Personal information
- Full name: Robert Stewart McLaren
- Born: 10 May 1919 Perth, Perthshire, Scotland
- Died: 20 August 2006 (aged 87) Torquay, Devon, England
- Batting: Right-handed
- Role: Wicket-keeper

Domestic team information
- 1947–1949: Scotland

Career statistics
| Competition | First-class |
| Matches | 6 |
| Runs scored | 23 |
| Batting average | 2.87 |
| 100s/50s | –/– |
| Top score | 7 |
| Catches/stumpings | 6/7 |
- Source: Cricinfo, 26 July 2022

= Robert McLaren (cricketer) =

Scottish cricketer and soldier

Robert Stewart McLaren (10 May 1919 — 20 August 2006) was a Scottish first-class cricketer and British Army officer.

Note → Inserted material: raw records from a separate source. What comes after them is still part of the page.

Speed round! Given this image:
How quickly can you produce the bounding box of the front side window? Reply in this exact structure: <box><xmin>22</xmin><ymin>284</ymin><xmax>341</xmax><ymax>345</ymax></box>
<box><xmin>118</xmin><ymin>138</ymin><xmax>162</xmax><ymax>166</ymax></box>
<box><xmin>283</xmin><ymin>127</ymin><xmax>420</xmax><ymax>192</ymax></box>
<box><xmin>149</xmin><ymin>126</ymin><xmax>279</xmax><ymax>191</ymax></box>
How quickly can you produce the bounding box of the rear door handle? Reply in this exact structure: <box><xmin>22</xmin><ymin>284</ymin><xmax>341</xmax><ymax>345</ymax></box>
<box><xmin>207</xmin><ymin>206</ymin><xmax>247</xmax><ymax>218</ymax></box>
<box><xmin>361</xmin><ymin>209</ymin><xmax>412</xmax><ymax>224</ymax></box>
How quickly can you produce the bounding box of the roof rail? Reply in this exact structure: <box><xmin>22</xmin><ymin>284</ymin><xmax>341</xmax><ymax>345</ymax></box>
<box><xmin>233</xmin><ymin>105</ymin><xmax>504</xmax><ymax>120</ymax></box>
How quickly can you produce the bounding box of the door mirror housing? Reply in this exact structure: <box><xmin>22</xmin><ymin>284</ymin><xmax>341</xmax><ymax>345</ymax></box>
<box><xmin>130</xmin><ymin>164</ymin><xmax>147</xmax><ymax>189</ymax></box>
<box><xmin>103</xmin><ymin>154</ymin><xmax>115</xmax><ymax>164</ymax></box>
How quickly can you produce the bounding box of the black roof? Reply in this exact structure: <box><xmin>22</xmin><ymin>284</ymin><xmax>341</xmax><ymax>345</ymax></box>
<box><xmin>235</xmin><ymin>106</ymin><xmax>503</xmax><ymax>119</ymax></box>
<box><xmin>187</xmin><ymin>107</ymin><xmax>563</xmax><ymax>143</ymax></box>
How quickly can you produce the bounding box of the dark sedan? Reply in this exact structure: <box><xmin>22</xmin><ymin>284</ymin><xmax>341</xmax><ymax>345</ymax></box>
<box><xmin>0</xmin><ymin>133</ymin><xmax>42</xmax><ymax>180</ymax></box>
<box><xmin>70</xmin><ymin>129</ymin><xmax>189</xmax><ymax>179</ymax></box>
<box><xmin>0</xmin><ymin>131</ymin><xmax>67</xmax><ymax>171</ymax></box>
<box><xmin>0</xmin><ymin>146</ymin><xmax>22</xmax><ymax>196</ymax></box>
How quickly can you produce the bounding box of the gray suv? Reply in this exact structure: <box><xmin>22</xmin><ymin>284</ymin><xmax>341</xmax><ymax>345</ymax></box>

McLaren was born at Perth in May 1919, where he was educated at Perth Academy. During the Second World War, McLaren was commissioned as a second lieutenant in the Black Watch in February 1943. A club cricketer for Carlton Cricket Club, he made his debut for Scotland in first-class cricket against Warwickshire on Scotland's 1947 tour of England. He played first-class cricket for Scotland until 1949, making six appearances. Playing as a wicket-keeper in the Scotland team, he took 6 catches and made 7 stumpings. A true tailend batsman, he scored 23 runs at an average of 2.87. He joined Dunfermline Cricket Club in November 1953. Outside of cricket, he worked firstly as a bank clerk, before becoming the manager of a steel plant. McLaren died in England at Torquay in August 2006.